Idaho Congressman Mike Simpson, Chairman of the House Interior and Environment Appropriations Subcommittee, moved the Interior, Environment, and Related Agencies Appropriations Act for FY2013 through committee this week. The bill contains several provisions essential for preserving responsible access to public grazing and may be considered by the full House within the next month.
"This bill strikes an appropriate balance between resource management, resource protection, and resource enjoyment," said Simpson. "The bill provides the resources necessary to manage federal lands for a multitude of uses while at the same time providing the funding required to protect our most treasured parks, forests, and refuges. It ensures that agencies have the resources they need to meet their obligations but does so within a reduced budget that reflects the fiscal challenges facing our nation. It is not a perfect bill - it is a compromise bill that focuses on the biggest issues facing public land managers and the very real challenges facing the Treasury and taxpayers."
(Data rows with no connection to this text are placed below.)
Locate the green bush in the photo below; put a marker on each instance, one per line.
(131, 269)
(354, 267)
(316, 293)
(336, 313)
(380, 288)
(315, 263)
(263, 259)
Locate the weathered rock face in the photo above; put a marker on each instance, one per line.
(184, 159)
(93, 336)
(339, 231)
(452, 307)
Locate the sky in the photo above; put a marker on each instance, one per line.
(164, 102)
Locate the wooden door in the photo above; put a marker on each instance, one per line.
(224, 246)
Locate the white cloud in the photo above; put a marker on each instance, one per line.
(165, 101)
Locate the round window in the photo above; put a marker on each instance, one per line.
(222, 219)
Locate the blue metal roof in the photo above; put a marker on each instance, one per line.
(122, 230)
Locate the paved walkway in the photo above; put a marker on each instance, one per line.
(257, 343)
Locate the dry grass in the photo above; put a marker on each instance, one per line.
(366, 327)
The bill also addresses the growing, and unaccountable, costs to taxpayers of the Equal Access to Justice Act (EAJA). Simpson is concerned that while EAJA was intended to provide a mechanism for lower and middle income individuals to challenge the actions of an onerous federal government, it has become a slush fund for wealthy extremists in search of taxpayer funding of their unending, and oftentimes frivolous, lawsuits.
"The Equal Access to Justice Act is the perfect example of a well-intended federal program that has become far too expensive and morphed into something far removed from its intended purpose," said Simpson. "Today, EAJA is funding frivolous and legitimate lawsuits alike and doing so at great cost to the taxpayer. The Interior bill shines a light on EAJA's excesses by requiring detailed reports on who is receiving taxpayer money and how much they're getting. This is information the public has a right to see but has been difficult, or impossible, to get for far too many years."
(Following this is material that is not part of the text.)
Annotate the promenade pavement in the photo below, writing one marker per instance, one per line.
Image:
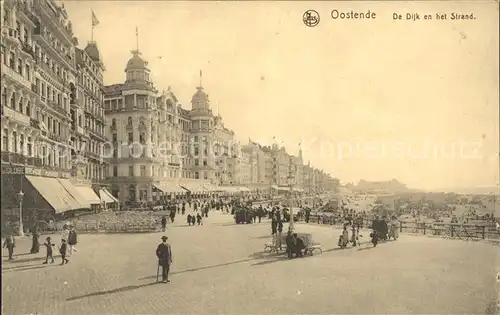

Highlights of the bill and report:
Makes permanent a provision enabling the BLM and Forest Service to renew expired grazing permits while focusing environmental review on the most environmentally sensitive areas;
Includes a provision allowing the trailing of livestock to grazing allotments on public lands without unnecessary environmental review;
Includes a provision allowing 20 year grazing permits for the Forest Service and BLM;
The bill makes permanent language requiring litigants to exhaust the administrative appeals process before litigating in federal court on grazing issues.
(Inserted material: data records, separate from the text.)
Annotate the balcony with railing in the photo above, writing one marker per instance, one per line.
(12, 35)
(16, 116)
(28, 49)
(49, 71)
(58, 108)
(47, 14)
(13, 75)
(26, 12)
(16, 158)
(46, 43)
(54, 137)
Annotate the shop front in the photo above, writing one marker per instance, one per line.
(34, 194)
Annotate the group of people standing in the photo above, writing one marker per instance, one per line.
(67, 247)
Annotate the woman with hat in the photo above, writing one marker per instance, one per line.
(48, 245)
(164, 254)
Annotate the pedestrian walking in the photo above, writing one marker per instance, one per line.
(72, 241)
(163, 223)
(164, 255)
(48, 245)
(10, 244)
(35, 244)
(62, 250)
The report also includes language directing the Department of the Interior, the EPA, and the Forest Service to provide the Appropriations Committee with detailed information regarding EAJA payments and to make that information publicly available. The information required includes: detailed reports on the amount of program funds used; the names of the fee recipients; the names of the federal judges; the disposition of the applications (including any appeals of action taken on the applications); and the hourly rates of attorneys and expert witnesses stated in the applications that was awarded, for all EAJA fee payments awarded as a result of litigation against any of the Department of Interior bureaus, the EPA, or the Forest Service, or their respective employees. The report shall also include the amounts, outside of EAJA awards, paid in settlement of such litigation. Such information will also be included with each agency's annual budget submission in the future.